INVESTIGATING THE IMPACT OF ROADWAY GEOMETRY, SPEED DISTRIBUTION, AND WEATHER CONDITION ON ROADWAY DAILY CRASH OCCURRENCE AND SEVERITY BY USING MACHINE LEARNING METHODS
Abstract
Conventional traffic crash analysis methods often use highly aggregated data, making it difficult to understand the effects of many time-varying factors on crash occurrence. Although studies have used data with small aggregation intervals, they typically analyze the effect of a single factor on crash occurrence. In this study, the collaborative effect of roadway geometry, speed distribution, and weather conditions on crash occurrence and severity is investigated using an interpretable or explainable machine learning method XGBoost (eXtreme Gradient Boosting) on daily level crash data. The data are collected from four different sources on roadways in Texas.
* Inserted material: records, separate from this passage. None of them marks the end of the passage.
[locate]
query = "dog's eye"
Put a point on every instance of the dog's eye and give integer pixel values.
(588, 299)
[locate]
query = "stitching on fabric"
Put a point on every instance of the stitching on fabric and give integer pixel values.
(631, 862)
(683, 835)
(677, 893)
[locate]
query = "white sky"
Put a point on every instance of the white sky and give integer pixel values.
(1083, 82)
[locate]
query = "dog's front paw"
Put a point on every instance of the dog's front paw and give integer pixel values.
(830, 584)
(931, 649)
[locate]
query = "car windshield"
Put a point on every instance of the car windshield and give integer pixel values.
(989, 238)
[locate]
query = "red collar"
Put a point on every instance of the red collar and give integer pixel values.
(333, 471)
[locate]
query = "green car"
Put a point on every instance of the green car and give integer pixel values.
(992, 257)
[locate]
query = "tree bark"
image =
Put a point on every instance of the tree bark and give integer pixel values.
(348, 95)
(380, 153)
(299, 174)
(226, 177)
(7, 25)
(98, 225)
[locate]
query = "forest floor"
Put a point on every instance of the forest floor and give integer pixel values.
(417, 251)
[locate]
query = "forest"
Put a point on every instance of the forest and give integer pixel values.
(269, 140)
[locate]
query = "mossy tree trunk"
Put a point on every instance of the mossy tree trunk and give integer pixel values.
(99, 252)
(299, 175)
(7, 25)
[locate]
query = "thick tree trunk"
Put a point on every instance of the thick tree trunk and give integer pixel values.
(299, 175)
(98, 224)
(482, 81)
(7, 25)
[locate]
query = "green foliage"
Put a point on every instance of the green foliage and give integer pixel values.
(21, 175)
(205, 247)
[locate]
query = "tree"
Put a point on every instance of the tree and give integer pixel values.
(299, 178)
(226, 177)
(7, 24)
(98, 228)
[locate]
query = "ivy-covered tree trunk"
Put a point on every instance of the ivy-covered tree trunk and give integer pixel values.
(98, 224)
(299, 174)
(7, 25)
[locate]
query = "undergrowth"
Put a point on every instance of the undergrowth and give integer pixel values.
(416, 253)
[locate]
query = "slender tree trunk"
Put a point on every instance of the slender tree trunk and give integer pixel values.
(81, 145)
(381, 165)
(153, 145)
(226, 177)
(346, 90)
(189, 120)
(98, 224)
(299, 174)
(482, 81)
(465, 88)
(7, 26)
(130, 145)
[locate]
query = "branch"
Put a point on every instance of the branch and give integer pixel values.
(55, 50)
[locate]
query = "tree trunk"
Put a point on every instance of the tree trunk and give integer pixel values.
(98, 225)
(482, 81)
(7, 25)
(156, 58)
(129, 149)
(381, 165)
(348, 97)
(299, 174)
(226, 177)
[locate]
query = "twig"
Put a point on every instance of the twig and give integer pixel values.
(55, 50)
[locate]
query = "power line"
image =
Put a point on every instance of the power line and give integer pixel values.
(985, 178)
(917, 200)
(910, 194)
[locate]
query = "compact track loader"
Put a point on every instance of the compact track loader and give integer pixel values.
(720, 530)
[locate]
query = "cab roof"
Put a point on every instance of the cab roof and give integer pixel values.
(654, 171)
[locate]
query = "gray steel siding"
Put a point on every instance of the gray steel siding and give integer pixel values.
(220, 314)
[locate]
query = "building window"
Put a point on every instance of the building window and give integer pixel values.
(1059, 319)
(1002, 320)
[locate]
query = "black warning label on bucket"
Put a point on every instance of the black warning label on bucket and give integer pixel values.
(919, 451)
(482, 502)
Three roadway facility types are considered in this study: (1) Rural Interstate; (2) Rural Two-Lane; (3) Rural Multilane. In the feature selection process, the Pearson correlation coefficient is applied to remove highly correlated variables. The study then uses the synthetic minority over-sampling technique (SMOTE) method to mitigate the data imbalance issue. The XGBoost model is trained twice: first on data with all crash severity levels, and then only on data with fatal and severe injury crash levels. Finally, the SHAP (SHapley Additive exPlanation) method is applied to investigate the contribution of all variables on the model’s output. The results show that on different roadways facility types the contributions of variables tend to be different, and moreover, the variables also contribute differently on crashes with different severity levels.
Citation
Wei, Zihang (2021). INVESTIGATING THE IMPACT OF ROADWAY GEOMETRY, SPEED DISTRIBUTION, AND WEATHER CONDITION ON ROADWAY DAILY CRASH OCCURRENCE AND SEVERITY BY USING MACHINE LEARNING METHODS. Master's thesis, Texas A&M University. Available electronically from https : / /hdl .handle .net /1969 .1 /195342.